Docteur
Chirac
et
Mister Jacques
Intérieur,
extérieur, 
deux traitements médiatiques
C’était un beau matin de novembre à Nîmes,
un discours devant la toute dernière promotion de l’Ecole
de police. Le président de la République s’était
déplacé pour adresser deux messages à la
Nation. Parce que loin d’ici, dans une ancienne colonie
en Afrique, des Français venaient de se faire attaquer
et certains d’entre eux étaient morts. Parce que,
aussi, il fallait bien parler de l’Intérieur à
ces frais émoulus gardiens de la paix... intérieure.
On tança alors l’Ivoirien. On félicita aussi
Villepin.
Caméras, micros, photos et stylos étaient là.
A l'attention des services Etranger : “Le Conseil de
sécurité, unanime, a approuvé la réaction
de la France et a appelé les autorités ivoiriennes
à respecter pleinement le cessez-le feu. La France est
l'amie de la Côte d'Ivoire.” Et à l'attention
des services Société : “La progression
de l'insécurité a été stoppée
au cours des trente derniers mois. C'est particulièrement
vrai comme il l'a souligné récemment au cours de
ces derniers temps et j'en remercie le ministre de l'Intérieur.”
Les rédactions s’affairent : deux déclarations
d’un coup, quelle aubaine !
Un peu plus tard au journal télévisé, on
a cru loucher. Deux rubriques, deux lancements, mais le même
personnage, derrière le même pupitre. Petite différence,
tout de même, le premier, c’est la voix de la France,
sage, sainte, incontestable ; le second, c’est un homme
politique qui exerce la plus haute fonction de l’Etat, subjectif,
de droite, contestable. Un credo repris par les journaux du lendemain.
Libération reproche à Chirac de réciter
"un refrain sécuritaire" et "de
singer les formules les plus percutantes de Sarkozy",
mais ne l'égratigne pas sous le titre "Le trouble
jeu de Laurent Gbagbo". Tandis que Le Monde
s'amuse que "A Nîmes, Jacques Chirac cajole Dominique
de Villepin", Le Figaro quant à lui
se satisfait qu'il lui demande "d'aller plus loin"

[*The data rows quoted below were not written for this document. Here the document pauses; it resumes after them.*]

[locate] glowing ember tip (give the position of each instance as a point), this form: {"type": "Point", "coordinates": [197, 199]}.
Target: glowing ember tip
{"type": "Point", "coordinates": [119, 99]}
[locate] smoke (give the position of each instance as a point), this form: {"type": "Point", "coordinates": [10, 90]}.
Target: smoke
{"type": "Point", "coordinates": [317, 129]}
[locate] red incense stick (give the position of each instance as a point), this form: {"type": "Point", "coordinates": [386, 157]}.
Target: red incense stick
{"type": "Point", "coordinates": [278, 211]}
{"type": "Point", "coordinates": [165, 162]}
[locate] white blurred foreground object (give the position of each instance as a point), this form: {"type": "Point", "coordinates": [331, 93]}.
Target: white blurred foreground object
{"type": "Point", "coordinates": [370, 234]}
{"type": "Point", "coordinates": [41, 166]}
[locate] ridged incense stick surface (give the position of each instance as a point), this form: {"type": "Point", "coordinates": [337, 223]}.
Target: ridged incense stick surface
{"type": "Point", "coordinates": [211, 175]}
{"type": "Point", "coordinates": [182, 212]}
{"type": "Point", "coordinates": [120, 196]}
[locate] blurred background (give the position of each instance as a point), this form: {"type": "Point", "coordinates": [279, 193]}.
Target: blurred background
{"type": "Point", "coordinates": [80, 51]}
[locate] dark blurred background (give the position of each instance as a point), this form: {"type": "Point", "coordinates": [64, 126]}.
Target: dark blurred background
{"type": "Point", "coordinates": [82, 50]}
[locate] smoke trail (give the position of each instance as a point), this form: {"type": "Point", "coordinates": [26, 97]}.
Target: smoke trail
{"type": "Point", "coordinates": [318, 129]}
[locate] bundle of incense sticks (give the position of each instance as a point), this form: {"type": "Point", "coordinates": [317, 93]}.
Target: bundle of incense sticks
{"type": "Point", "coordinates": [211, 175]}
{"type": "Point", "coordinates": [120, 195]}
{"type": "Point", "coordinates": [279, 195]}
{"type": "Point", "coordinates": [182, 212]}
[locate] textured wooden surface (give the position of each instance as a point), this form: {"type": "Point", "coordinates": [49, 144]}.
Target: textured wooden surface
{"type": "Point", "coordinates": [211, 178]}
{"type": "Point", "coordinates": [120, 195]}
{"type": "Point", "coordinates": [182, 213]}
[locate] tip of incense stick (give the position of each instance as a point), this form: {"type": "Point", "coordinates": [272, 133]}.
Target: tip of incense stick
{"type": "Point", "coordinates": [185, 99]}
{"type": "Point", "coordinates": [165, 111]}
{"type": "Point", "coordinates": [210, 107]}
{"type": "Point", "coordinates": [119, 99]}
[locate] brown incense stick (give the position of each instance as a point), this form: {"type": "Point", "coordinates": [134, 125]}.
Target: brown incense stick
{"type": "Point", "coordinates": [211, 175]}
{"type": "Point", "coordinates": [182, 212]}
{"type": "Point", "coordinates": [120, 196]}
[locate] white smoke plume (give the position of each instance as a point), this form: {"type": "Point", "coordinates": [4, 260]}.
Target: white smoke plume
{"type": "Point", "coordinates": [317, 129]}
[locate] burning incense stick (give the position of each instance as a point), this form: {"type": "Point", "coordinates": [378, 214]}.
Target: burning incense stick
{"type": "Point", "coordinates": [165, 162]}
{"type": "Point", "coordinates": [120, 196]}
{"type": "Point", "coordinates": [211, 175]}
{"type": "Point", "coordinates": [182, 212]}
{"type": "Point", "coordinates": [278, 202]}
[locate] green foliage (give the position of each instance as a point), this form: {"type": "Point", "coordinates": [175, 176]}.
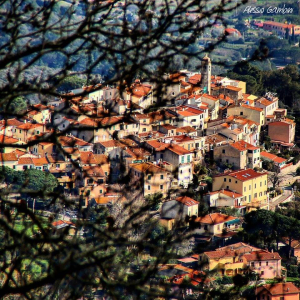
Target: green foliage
{"type": "Point", "coordinates": [154, 201]}
{"type": "Point", "coordinates": [293, 271]}
{"type": "Point", "coordinates": [71, 82]}
{"type": "Point", "coordinates": [224, 280]}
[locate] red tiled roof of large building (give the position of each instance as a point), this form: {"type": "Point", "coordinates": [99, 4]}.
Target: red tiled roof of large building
{"type": "Point", "coordinates": [239, 248]}
{"type": "Point", "coordinates": [195, 79]}
{"type": "Point", "coordinates": [28, 126]}
{"type": "Point", "coordinates": [87, 158]}
{"type": "Point", "coordinates": [4, 139]}
{"type": "Point", "coordinates": [139, 89]}
{"type": "Point", "coordinates": [187, 201]}
{"type": "Point", "coordinates": [242, 146]}
{"type": "Point", "coordinates": [39, 161]}
{"type": "Point", "coordinates": [91, 171]}
{"type": "Point", "coordinates": [252, 107]}
{"type": "Point", "coordinates": [186, 129]}
{"type": "Point", "coordinates": [215, 218]}
{"type": "Point", "coordinates": [71, 141]}
{"type": "Point", "coordinates": [273, 157]}
{"type": "Point", "coordinates": [228, 193]}
{"type": "Point", "coordinates": [147, 168]}
{"type": "Point", "coordinates": [8, 157]}
{"type": "Point", "coordinates": [279, 289]}
{"type": "Point", "coordinates": [220, 254]}
{"type": "Point", "coordinates": [264, 102]}
{"type": "Point", "coordinates": [11, 122]}
{"type": "Point", "coordinates": [157, 145]}
{"type": "Point", "coordinates": [262, 255]}
{"type": "Point", "coordinates": [214, 98]}
{"type": "Point", "coordinates": [243, 175]}
{"type": "Point", "coordinates": [233, 88]}
{"type": "Point", "coordinates": [178, 149]}
{"type": "Point", "coordinates": [25, 161]}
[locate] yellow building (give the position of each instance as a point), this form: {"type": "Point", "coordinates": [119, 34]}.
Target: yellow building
{"type": "Point", "coordinates": [251, 184]}
{"type": "Point", "coordinates": [150, 178]}
{"type": "Point", "coordinates": [254, 114]}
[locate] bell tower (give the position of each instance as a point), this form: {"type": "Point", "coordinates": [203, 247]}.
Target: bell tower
{"type": "Point", "coordinates": [206, 74]}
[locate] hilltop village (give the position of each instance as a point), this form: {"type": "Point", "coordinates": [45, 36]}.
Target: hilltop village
{"type": "Point", "coordinates": [206, 143]}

en matière de lutte contre l'insécurité.
Aucun des deux, en revanche, ne mettra en cause le discours du
chef de l'Etat au sujet de la Côte d'Ivoire. Celui-ci met
tout le monde d'accord.
“On n’est pas critique vis-à-vis
du Roi”
Le Chirac international, d’ailleurs, tout le monde l’aime
bien, il était contre la guerre en Irak, il vend des TGV
et des Airbus aux Chinois... “On n’est pas critique
vis-à-vis du Roi, assure Ivan Levaï, auteur de
la revue de presse de France Musiques, ou plutôt vis-à-vis
de l’Empereur : depuis l’Empire, il existe une complaisance
bonapartiste des médias, qui apparaît presque naturelle.
La presse française est beaucoup moins critique envers
Chirac que la presse américaine ne l’est à
l’égard de Bush.” On le critique peu,
les médias le critiquent peu, sauf s’il ne vend pas
assez d’Airbus. Et cette fois encore, au moment le plus
chaud de la crise ivoirienne la "position de la France",
étroitement confondue avec celle de son président,
ne sera contestée.
"L'autre" Chirac, à Nîmes, est venu parler
de politique très intérieure, presque intestine.
Défendre son ami Villepin et décocher quelques claques
à Sarkozy. Parler de sécurité aussi, et là
on a pu mettre en question ses paroles. Faire un travail de journaliste.